- Postcode(s): 6770
- Elevation: 422 m (1,385 ft)
- Location: 110 km (68 mi) west of Halls Creek, Western Australia
- LGA(s): Shire of Halls Creek
- State electorate(s): Kimberley
- Federal division(s): Durack
| Mean max temp | Mean min temp | Annual rainfall |
| 33.6 °C 92 °F | 20.0 °C 68 °F | 557.4 mm 21.9 in |

= Moongardie Community =

Community in Western Australia

Moongardie is a small Aboriginal community, located 110 km east of Halls Creek in the Kimberley region of Western Australia, within the Shire of Halls Creek.

== Native title ==

The community is located within the registered Gooniyandi Combined 2 (WAD6008/00) native title claim area.

== Education ==

Children of school age at Moongardie attend the Yiyili Community School.

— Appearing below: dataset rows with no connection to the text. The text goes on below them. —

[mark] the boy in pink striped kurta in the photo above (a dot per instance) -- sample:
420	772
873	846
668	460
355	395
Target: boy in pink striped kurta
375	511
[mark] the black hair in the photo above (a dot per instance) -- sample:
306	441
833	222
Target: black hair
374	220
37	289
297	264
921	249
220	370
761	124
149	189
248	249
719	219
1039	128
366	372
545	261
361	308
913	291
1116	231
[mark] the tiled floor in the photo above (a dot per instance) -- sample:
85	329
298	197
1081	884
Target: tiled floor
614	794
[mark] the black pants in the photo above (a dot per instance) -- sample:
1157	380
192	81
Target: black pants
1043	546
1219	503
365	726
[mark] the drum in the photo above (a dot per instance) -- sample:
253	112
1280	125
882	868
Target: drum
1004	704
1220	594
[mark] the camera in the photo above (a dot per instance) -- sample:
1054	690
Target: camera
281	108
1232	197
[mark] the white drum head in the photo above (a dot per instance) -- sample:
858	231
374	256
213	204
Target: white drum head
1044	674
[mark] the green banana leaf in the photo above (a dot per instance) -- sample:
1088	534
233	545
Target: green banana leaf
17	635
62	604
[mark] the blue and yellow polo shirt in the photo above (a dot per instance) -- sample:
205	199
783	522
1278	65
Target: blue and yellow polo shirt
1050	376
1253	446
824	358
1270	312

The school caters for students in kindergarten to Year 10 from Yiyili and the surrounding outstations of Ganinyi, Girriyoowa, Goolgaradah, Kurinyjarn, and Rocky Springs. In 2010 there were 72 students enrolled. A daily bus service operated by the school collects students from other nearby communities including Moongardie 30 km distant. The school provides lunch for students. Students who progress beyond Year 10 attend boarding school in Darwin, Northern Territory, and other larger towns.

== Governance ==

The community is managed through its incorporated body, Moongardie Indigenous Corporation (formerly Moongardie Aboriginal Corporation), incorporated under the Aboriginal Councils and Associations Act 1976 on 11 February 1992.

== Moongardie ==
Moongardie Layout Plan No.1 was prepared in accordance with State Planning Policy 3.2 Aboriginal Settlements, and was endorsed by the community in 1999 and the Western Australian Planning Commission in 2001. The layout plan map-set and background report can be viewed at Planning Western Australia.